Revsionsgrund leicht gemacht!

von Carsten Krumm, veröffentlicht am 16.11.2010

Da ist das Landgericht ganz schön auf den Verteidiger reingefallen (BGH, Beschluss des 1. Strafsenats vom 5.10.2010 - 1 StR 264/10 -):


"...Das Landgericht hat am ersten und am fünften Hauptverhandlungstag die Geschädigte, die 1992 geborene Zeugin R. (Stieftochter des Angeklagten), vernommen und jeweils für die Dauer der Vernehmung die Ent-fernung des Angeklagten gemäß § 247 StPO angeordnet. Gelegentlich der Vernehmung der Geschädigten am fünften Hauptverhandlungstag hat die Verteidigung eine Fotografie vorgelegt, welche die Gegebenheiten einer von der Geschädigten in ihrer Vernehmung genannten Örtlichkeit zeigt. Das Protokoll verhält sich dazu wie folgt:

„Der Verteidiger des Angeklagten übergab ein Lichtbild über die Örtlichkeiten des Badezimmers. Das Lichtbild wurde von der Kammer, dem Vertreter der Staatsanwaltschaft, der Sachverständigen, dem Verteidiger und der Zeugin in Augenschein genommen. Die Zeugin äußert sich hierzu."

2. Dieser Verfahrensgang begründet den absoluten Revisionsgrund des § 338 Nr. 5 StPO. Die hier durchgeführte Augenscheinsnahme (a) ist vom re-striktiv auszulegenden Begriff der Vernehmung i.S.d. § 247 StPO nicht umfasst (b), so dass entgegen § 230 Abs. 1 StPO ein Teil der Hauptverhandlung in Abwesenheit des Angeklagten durchgeführt wurde. Der daraus resultierende Verfahrensverstoß wurde hier auch nicht geheilt ..."

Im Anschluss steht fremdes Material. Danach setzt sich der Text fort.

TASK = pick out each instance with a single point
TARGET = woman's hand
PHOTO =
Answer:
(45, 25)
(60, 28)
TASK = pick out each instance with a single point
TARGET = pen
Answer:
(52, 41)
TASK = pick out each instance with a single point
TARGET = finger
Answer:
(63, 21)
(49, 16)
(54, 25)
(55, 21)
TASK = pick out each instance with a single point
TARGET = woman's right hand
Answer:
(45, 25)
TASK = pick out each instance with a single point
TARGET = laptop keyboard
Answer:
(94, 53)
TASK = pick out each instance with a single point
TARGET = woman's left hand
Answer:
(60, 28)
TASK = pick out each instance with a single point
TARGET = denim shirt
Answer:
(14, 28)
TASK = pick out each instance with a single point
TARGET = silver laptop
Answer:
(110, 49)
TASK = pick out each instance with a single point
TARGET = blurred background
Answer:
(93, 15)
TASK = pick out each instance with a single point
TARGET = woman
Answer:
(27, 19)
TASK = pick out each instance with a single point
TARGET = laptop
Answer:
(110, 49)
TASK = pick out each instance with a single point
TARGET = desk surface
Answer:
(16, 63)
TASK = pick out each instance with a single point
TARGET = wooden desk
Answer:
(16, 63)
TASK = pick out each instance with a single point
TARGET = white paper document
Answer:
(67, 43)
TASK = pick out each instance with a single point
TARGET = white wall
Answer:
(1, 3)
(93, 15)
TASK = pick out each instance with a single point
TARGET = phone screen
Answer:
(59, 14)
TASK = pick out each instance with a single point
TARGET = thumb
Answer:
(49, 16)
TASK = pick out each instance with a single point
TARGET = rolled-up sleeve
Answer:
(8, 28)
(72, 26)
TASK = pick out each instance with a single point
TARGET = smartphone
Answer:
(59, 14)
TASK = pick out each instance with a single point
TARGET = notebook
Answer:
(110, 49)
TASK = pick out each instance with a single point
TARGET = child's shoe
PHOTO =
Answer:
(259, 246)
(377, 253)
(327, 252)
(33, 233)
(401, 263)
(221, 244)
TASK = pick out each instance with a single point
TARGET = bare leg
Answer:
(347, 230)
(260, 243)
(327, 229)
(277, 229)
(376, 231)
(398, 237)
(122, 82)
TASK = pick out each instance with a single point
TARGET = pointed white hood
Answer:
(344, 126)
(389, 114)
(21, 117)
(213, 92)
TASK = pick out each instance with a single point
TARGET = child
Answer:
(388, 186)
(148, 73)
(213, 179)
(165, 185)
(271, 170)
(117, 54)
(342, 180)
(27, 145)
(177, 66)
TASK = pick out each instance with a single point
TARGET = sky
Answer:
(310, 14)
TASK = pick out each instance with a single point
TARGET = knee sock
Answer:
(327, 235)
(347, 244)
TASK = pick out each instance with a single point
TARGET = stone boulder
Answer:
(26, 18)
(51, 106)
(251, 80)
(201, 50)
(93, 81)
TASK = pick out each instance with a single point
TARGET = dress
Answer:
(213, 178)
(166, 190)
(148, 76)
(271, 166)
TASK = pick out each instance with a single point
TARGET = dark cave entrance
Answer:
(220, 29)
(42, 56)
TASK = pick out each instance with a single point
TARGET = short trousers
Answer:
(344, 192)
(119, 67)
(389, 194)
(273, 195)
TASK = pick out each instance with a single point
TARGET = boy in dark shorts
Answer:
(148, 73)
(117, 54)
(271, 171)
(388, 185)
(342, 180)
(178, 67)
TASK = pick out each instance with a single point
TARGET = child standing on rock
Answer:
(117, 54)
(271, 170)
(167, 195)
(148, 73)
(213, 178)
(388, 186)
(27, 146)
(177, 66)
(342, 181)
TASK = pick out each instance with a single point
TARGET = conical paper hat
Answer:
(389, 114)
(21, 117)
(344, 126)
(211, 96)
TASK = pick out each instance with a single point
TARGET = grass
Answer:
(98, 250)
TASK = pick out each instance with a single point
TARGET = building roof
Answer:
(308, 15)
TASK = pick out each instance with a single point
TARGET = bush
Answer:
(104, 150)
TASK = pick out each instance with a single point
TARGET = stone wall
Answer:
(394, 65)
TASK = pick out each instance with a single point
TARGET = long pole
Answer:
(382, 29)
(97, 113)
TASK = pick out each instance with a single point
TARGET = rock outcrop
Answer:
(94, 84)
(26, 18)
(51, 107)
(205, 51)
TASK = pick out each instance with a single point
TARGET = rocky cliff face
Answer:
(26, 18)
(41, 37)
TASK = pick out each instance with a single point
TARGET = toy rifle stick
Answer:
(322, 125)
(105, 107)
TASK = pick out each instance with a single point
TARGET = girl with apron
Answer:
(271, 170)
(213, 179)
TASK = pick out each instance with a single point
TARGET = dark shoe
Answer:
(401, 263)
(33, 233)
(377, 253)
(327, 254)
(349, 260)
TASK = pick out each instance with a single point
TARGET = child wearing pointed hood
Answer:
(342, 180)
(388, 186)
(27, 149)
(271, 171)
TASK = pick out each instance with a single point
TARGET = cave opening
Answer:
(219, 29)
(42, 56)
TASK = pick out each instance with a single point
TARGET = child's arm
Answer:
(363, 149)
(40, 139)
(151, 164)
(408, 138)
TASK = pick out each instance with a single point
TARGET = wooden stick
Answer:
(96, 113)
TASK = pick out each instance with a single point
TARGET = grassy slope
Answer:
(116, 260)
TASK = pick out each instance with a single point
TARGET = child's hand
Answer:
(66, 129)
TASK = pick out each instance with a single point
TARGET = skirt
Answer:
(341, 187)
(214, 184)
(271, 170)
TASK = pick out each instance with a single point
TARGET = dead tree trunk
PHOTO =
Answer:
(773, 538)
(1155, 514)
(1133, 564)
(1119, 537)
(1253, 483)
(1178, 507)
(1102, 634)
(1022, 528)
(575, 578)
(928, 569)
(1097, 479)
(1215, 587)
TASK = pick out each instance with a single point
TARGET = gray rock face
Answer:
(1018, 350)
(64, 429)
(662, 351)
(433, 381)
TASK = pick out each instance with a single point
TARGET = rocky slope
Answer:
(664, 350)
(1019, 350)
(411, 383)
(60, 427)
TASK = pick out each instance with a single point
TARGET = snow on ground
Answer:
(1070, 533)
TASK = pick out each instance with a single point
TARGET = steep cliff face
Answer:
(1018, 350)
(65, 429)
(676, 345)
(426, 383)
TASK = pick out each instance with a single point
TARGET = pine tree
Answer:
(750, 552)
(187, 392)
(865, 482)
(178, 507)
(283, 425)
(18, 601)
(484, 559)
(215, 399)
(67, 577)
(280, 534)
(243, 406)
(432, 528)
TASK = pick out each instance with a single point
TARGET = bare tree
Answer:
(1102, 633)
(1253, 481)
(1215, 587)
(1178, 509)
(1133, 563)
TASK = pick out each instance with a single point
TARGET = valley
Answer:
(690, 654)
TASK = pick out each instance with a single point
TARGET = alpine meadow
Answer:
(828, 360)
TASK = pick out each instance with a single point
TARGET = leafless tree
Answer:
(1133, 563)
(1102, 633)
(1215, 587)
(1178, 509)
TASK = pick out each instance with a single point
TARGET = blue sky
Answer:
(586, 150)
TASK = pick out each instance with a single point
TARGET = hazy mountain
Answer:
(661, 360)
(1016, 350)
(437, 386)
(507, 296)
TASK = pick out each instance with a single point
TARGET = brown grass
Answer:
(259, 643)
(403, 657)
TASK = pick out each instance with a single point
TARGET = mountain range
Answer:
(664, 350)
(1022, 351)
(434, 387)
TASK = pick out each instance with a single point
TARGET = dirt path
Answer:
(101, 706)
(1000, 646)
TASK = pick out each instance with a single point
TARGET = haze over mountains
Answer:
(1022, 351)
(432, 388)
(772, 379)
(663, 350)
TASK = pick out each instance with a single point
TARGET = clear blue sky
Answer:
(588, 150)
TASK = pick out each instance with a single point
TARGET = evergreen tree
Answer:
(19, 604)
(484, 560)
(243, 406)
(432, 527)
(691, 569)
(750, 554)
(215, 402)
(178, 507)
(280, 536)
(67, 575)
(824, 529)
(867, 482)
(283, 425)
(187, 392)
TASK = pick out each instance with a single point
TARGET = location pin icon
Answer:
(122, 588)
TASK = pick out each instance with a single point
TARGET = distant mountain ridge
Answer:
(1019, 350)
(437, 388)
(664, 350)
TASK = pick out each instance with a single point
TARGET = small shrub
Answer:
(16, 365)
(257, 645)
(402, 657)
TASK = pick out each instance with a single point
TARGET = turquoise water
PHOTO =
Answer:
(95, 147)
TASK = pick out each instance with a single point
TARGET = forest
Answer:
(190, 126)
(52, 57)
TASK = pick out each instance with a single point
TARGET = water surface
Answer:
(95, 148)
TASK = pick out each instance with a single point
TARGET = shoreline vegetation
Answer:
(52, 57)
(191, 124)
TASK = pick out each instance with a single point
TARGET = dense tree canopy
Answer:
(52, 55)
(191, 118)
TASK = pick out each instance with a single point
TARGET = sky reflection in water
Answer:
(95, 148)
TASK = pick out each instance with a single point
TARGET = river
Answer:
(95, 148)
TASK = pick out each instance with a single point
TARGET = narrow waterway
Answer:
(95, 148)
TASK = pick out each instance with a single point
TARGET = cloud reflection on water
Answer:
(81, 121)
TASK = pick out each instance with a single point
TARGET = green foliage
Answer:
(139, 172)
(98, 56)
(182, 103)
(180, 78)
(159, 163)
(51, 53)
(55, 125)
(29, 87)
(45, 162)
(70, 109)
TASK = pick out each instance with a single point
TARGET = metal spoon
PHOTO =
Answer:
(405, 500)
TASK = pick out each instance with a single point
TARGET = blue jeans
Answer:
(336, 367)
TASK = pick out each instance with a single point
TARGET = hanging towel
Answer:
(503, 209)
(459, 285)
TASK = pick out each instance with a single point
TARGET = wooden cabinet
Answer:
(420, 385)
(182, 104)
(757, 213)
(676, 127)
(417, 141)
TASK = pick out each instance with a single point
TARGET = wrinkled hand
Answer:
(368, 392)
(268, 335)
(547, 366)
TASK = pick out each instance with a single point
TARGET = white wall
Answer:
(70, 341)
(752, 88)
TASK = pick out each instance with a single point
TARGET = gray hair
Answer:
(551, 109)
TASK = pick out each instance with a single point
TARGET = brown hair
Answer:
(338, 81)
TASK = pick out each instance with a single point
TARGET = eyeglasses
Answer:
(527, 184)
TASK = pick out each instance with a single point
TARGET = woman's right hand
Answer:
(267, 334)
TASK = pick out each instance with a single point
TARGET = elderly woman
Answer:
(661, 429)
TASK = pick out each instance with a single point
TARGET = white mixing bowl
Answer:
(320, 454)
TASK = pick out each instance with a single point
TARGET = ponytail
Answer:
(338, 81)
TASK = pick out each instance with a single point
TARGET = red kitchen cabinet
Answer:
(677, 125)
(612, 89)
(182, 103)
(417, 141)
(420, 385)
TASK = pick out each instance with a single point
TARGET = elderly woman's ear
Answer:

Nachdem der Angeklagte wieder in den Sitzungssaal gerufen wurde, wurde er vom Vorsitzenden über den Inhalt der Aussage der Zeugin R. informiert, auch zu deren Angaben zum vorgenannten Lichtbild. Eine (nochmalige) förmliche Augenscheinnahme fand nicht statt.

 

Interessant ist die Entscheidung aus dem allgemeinen Strafrecht prozessual wegen der Differenzierung von "Vernehmungsbehelf" und "förmlicher Beweisaufnahme"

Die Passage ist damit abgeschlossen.